Ohne weitere Erklärungen (mach dir mal selbst ein Bild) bekomme ich den fünfzehnjährigen Schwarzwälder Fuchs Jasper in die Hand gedrückt. Zum Longieren. Na denn. Kurz klarstellen, dass auf meinen Füßen kein Platz für ein Pferd ist, und ab dafür.

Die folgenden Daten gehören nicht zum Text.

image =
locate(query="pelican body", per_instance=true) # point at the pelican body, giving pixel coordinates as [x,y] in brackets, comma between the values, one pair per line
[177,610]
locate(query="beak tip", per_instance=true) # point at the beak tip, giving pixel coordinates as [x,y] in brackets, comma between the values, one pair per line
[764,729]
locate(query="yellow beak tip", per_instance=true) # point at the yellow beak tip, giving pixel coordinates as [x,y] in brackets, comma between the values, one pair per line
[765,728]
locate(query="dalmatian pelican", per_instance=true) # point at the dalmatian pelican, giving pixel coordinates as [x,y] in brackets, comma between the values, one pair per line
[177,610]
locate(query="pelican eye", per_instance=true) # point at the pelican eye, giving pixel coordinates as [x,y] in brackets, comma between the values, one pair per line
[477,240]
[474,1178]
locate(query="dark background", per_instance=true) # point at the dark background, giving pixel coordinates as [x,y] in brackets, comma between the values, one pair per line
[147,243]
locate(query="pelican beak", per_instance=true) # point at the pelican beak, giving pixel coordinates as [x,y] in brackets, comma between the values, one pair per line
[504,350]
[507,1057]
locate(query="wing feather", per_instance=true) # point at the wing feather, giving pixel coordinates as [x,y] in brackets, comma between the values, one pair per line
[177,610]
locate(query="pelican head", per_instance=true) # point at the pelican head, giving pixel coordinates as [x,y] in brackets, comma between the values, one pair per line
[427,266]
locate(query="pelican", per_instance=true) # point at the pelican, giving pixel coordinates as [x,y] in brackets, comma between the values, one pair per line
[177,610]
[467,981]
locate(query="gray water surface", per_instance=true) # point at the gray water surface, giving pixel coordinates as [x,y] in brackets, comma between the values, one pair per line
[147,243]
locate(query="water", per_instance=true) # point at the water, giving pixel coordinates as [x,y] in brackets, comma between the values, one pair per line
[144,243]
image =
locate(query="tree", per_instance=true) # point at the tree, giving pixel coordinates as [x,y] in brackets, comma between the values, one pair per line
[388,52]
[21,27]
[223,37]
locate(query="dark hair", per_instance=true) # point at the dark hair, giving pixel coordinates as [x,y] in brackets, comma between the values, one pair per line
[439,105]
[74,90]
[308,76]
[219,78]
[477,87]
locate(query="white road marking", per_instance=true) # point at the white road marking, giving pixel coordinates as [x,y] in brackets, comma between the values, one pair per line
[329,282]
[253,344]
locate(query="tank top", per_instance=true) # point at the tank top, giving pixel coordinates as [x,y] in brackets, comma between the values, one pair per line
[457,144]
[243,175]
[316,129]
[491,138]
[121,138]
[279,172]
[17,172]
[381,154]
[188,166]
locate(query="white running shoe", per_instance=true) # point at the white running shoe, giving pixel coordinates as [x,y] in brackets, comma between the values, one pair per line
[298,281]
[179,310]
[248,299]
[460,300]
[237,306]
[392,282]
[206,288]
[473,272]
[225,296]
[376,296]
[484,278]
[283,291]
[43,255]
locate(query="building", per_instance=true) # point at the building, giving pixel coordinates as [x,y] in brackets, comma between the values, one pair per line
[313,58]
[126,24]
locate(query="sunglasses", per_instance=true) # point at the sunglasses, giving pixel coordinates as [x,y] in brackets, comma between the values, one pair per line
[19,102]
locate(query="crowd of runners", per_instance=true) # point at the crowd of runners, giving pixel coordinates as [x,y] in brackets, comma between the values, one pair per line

Hm. Etwas eckig. Ah, Problem erkannt. Gleichzeitig schieben und abwenden „geht nicht“. Doch, geht. In Ruhe. Ach so. Und wenn der Kreis zu groß ist, nimmt er mich nicht wahr. Kleiner Kreis ist einfacher. Klappt. So gut, dass ich sogar unterwegs meinen beim Kappzaum richten verlorenen Handschuh wieder einsammeln kann. Auf dem Video – das ist die Sequenz mit dem Handschuh – wirkt er regelrecht eifrig.

 
Was mir vorher keiner gesagt hatte war, dass dieses Pferd „nicht longierbar“ war. Manchmal ist es besser, nicht alles zu wissen. * lach *
 
Kommentar von Nicole, Jaspers Besitzerin: Jasper zum ersten Mal an der Longe. Marens Arbeit mit ihm hat mich sehr beeindruckt. Ich arbeite mich durch ihr Buch und das ist wirkliche Kopf- und Herzarbeit. Die Theorie ist das eine, allerdings bin ich mehr ein praktischer Mensch und bin froh, dass ich Jasper in Aktion sehen konnte!

Kommentare:

Tinka hat gesagt…

Wow, das ist das erste Mal an der Longe? Longierst du am Halfter oder am Kappzaum? Ausbinder sind keine dran, oder? Sieht richtig harmonisch aus.

M.aren hat gesagt…

Jasper hat einen leichten Kappzaum an, der für ihn aber etwas unterdimensioniert ist. Und ich glaube, er hat sich gefreut, dass er kapiert hat was er tun soll und wie das geht!